Why are people who know better letting an accounting abuse drive the debate? It’s an agreed fiction on the part of both parties to justify a corporate tax cut that voters wouldn’t approve of, especially while they are being told that the country with the reserve currency “can’t afford” programs they count on and need.

It’s going to happen—the upfront revenue gain is too tempting. Total deferred foreign earnings are believed to be approaching $3 trillion. The immediate, up-front revenue gain that the federal government could show on a deemed repatriation could be as much as $200 billion. That would be used to fund corporate income tax rate reductions, which cost about $100 billion for each percentage point decrease over the 10-year budgeting period.

Why do we care about the cost of rate cuts? Isn’t the government supposed to be cutting business taxes to inject money into the economy? Deficit hawks have taken control of the process. For them the entire tax reform package must not add to the (mismeasured and phony) budget deficit during the 10-year period after it goes into effect. Moreover, the House Freedom Caucus actually wants to cut spending in course of the budget resolution negotiation. So every nickel counts.

That means that the stimulus from corporate rate cuts could be mainly psychological—the hoped-for incantation of Keynes’ animal spirits rather than an affirmative injection of money into the economy. Wall Street may be disappointed in the size of the eventual tax cut, which is baked into equity prices.

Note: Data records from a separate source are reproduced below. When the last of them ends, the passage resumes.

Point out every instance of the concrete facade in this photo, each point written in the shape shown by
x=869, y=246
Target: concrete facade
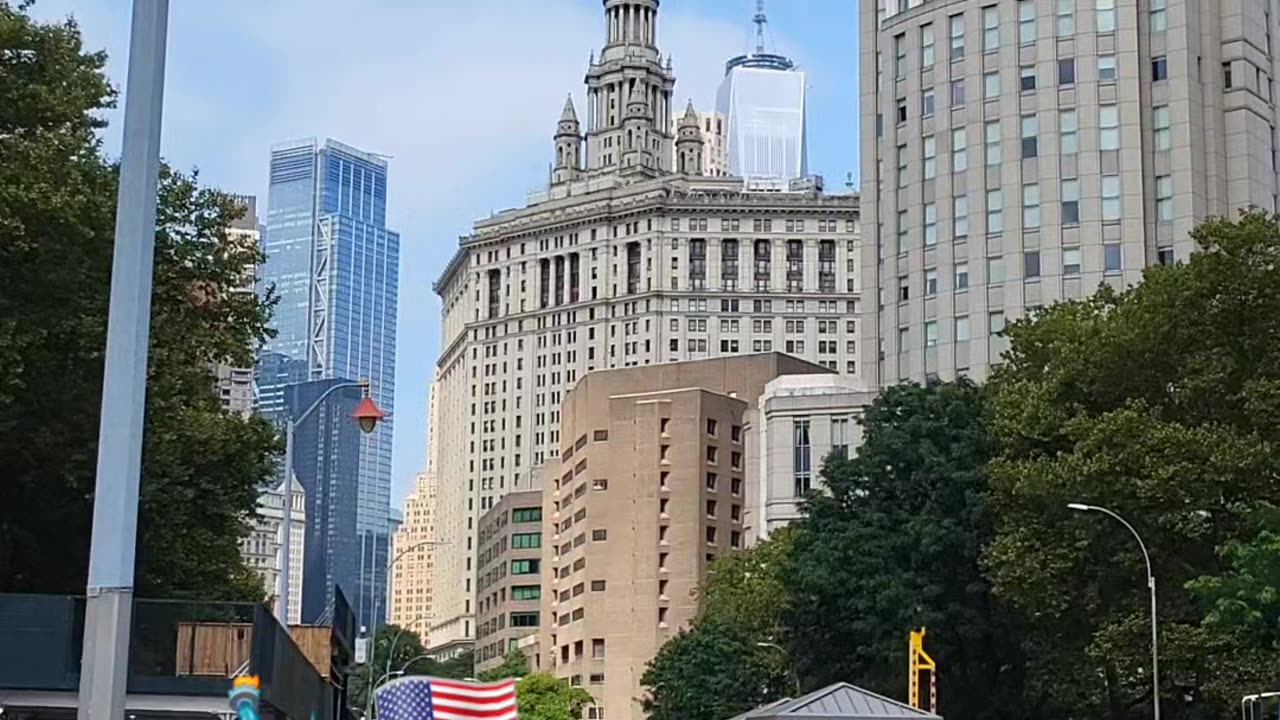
x=618, y=263
x=1019, y=153
x=510, y=580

How can a company be taxable on something it didn’t even do? Companies would be taxed as though they distributed deferred foreign earnings regardless of whether they did so. It wouldn’t be the first time that the tax law created a legal fiction that a transfer happened when it didn’t to produce the desired tax result.

It wouldn’t even be the only instance of a constructive transfer in the current tax reform plans—the special lower partnership rate calls for deemed salary to service partners. A long record of case law treats business owners as paying themselves salary when they didn’t pay themselves a market rate.

The corporate tax law contains a lot of constructive transfers, because corporate transactions are very formal and flexible. Shareholders are frequently trying to extract earnings from a corporation without being taxed on dividends. So the tax law has many statutory and judicial rules the treat dividends as having been paid when the substance of the arrangement is the receipt of earnings.

The accumulated earnings tax treats closely-held corporation owners as receiving dividends when they hoard too much cash in the corporation (section 535). Cash received in an otherwise tax-free reorganization exchange can be treated as a dividend (section 356).

Which companies have wads of cash? The FANGs, Microsoft, Cisco, Oracle and Big Pharma, especially Pfizer. Moody’s recently reported that corporate cash holdings were at record levels -- $1.84 trillion, 70 percent of which represents deferred foreign earnings. Apple, Microsoft and Google added to their stashes. Apple has $246 billion in cash, much of which represents deferred foreign earnings.

Apple is unusual in that it doesn’t classify all of its undistributed foreign earnings as indefinitely reinvested. Apple’s most recent 10-K treats $110 billion—roughly half of its $216 billion of unrepatriated foreign earnings--as indefinitely reinvested. The deferred tax liability for that would have been $36 billion. Apple shows $32 billion deferred tax liability on the other half of that $216 billion.